2 Aralık 2012 Pazar

Düşman İzmir'e karargah kurdu


25 Kasım 2012

Tayyip Erdoğan: "Patriotların nereye konuşlandırılacağına biz karar vereceğiz"
AKP Sözcüsü Hüseyin Çelik: "Tetik Türk Ordusu'nda olacak"

Ama bu sözler gerçeği yansıtmıyordu.
Yetki de, tetik de, toprak da NATO'nundu.
Ne AKP Hükümeti ne de Türk Ordusu söz sahibi değildi.

İşte gerçekler:
Gazeteci soruyor:
"Patriotlar nereye konuşlanacak, kaç tane gelecek, komuta kimde olacak?"
AKP Milli Savunma Bakanı İsmet Yılmaz yanıtlıyor:
"Önümüzdeki hafta NATO Konseyi karar verecek"

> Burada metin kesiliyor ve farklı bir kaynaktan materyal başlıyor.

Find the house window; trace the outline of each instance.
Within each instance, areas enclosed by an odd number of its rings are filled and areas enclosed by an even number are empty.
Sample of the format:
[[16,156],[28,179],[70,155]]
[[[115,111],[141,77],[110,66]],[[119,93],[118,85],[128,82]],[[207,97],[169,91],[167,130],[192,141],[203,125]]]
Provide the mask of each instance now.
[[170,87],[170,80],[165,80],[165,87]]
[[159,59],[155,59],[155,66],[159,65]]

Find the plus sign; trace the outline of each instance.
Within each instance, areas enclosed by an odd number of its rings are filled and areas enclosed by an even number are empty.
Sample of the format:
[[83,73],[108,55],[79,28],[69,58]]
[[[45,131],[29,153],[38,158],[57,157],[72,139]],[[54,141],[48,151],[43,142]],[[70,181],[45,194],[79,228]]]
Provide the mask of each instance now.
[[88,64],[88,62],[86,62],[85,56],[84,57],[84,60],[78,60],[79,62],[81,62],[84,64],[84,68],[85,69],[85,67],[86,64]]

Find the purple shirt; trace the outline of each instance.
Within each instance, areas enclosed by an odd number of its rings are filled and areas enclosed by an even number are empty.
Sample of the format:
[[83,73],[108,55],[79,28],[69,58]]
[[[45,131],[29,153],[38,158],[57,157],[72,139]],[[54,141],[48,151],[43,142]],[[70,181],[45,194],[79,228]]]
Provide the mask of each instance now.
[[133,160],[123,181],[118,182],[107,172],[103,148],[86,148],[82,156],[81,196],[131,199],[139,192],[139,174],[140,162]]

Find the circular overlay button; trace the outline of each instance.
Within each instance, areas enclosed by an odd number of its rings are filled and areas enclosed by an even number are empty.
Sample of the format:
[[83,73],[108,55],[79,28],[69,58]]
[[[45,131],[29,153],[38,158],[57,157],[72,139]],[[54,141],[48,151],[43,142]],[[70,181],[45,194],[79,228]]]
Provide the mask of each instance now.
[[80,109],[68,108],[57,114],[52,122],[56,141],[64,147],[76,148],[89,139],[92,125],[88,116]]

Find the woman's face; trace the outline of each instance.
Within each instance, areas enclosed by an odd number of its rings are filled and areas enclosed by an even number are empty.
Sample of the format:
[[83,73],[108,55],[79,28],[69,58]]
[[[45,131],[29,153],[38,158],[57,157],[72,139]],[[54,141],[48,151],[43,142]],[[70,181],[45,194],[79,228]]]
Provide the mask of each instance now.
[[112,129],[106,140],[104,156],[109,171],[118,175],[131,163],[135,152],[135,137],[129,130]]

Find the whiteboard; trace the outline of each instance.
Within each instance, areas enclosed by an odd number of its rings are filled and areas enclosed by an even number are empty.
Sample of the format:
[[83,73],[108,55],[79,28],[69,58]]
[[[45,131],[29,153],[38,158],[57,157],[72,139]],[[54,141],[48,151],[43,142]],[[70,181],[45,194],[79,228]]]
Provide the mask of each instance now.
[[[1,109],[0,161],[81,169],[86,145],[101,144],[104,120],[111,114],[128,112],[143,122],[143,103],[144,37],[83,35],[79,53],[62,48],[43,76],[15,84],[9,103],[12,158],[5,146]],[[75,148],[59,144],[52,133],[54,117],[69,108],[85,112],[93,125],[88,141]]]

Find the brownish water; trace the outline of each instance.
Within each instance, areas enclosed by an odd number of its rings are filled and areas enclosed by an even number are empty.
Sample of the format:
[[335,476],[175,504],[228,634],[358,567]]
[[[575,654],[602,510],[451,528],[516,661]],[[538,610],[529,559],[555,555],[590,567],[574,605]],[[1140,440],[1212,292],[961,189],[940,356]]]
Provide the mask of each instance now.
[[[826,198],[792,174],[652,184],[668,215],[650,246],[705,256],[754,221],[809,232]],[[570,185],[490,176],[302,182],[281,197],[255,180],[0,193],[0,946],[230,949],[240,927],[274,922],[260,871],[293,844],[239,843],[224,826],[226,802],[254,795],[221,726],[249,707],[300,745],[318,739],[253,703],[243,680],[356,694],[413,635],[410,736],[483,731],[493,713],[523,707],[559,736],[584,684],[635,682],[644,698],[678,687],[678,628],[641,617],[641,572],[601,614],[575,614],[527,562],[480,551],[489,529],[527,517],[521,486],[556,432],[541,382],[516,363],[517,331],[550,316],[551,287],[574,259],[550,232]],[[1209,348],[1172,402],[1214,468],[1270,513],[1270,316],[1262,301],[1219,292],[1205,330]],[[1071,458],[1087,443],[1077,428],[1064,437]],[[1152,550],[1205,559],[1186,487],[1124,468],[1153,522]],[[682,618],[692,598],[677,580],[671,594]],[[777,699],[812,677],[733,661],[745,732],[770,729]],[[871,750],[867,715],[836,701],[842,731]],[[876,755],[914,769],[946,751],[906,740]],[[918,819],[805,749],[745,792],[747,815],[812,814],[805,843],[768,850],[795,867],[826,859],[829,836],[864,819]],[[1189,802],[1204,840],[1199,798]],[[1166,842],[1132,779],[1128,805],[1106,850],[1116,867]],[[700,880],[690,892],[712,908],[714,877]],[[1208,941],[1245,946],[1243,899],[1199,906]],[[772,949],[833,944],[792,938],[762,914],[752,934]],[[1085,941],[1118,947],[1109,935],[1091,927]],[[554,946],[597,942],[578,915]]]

FAZ (Frankfurter Algemayne Zaytung) yazıyor:
"Komuta Amerikalı Amiral Stavridis'te olacak"
27 Kasım 2012
Amerikalı General Stavridis, soyadından da anlaşılacağı gibi Yunan asıllı.
Hazret anılarını kitaplaştırmış. Kitabın adı: Destroyer Captain
Bu kitapta, Kurtuluş Savaşımızı "Rumlara karşı etnik temizlik", "Soykırım" olarak suçluyor.

İlgili bölümü kısaltarak veriyorum:
"1920'lerin başında büyükbabam Rumlara karşı yürütülen etnik temizlik harekatının (pogrom diye okuyunuz) bir parçası olarak Türkiye'den sürgün edildi. Bir botla Ellis Adası'na kaçtı. Ama kardeşi onun gibi şanslı değildi ve doğrudan Rum azınlığı hedefleyen şiddet sonucunda öldürüldü."

Stavridis'in burada kullandığı "pogrom" kelimesi, özel olarak Çarlık Rusyası'nda Yahudilere karşı yapılan soykırım için, genel olarak da dinsel ve etnik bir azınlığa karşı uygulanan planlı sistemli bir soykırım için kullanılıyor.

Yani Yunan ordusu sanki İzmir'e çıkmamış, Polatlı'ya kadar ilerlememiş, her yeri yakıp yıkmamış da, Türkler Rumlara soykırım yapmış.
Tıpkı "Ermeni soykırımı" gibi aslı astarı olmayan bir iftira.

İşte hava savunmamız bizi soykırımcı olarak suçlayan bu Generale teslim. İlk Müslüman yöneticilerimiz sayesinde.
Stavridis'in kitabı

Patriotlar yerleştirilince Türkiye'nin hava savunmasında yetki NATO'nun Almanya'daki merkezine geçmiş olacak.

Libya saldırısında donanmamız, Barbaros'un yendiği Haçlı Amirali Andrea Dorya'nın adını taşıyan geminin kumandasına girmişti.
Bu ayıp, bu utanç şimdi ikiye katlandı. İlk Müslüman Türkiye Cumhuriyeti Hükümeti sayesinde 2 defa Haçlı komutası altına girdik.
Bu kadarla da bitmiyor. Suriye'ye bir saldırı yapılırsa, kara, deniz ve hava kuvvetlerimiz Genelkurmay devre dışı kalacak şekilde Stavridis'in komutası altına girecek.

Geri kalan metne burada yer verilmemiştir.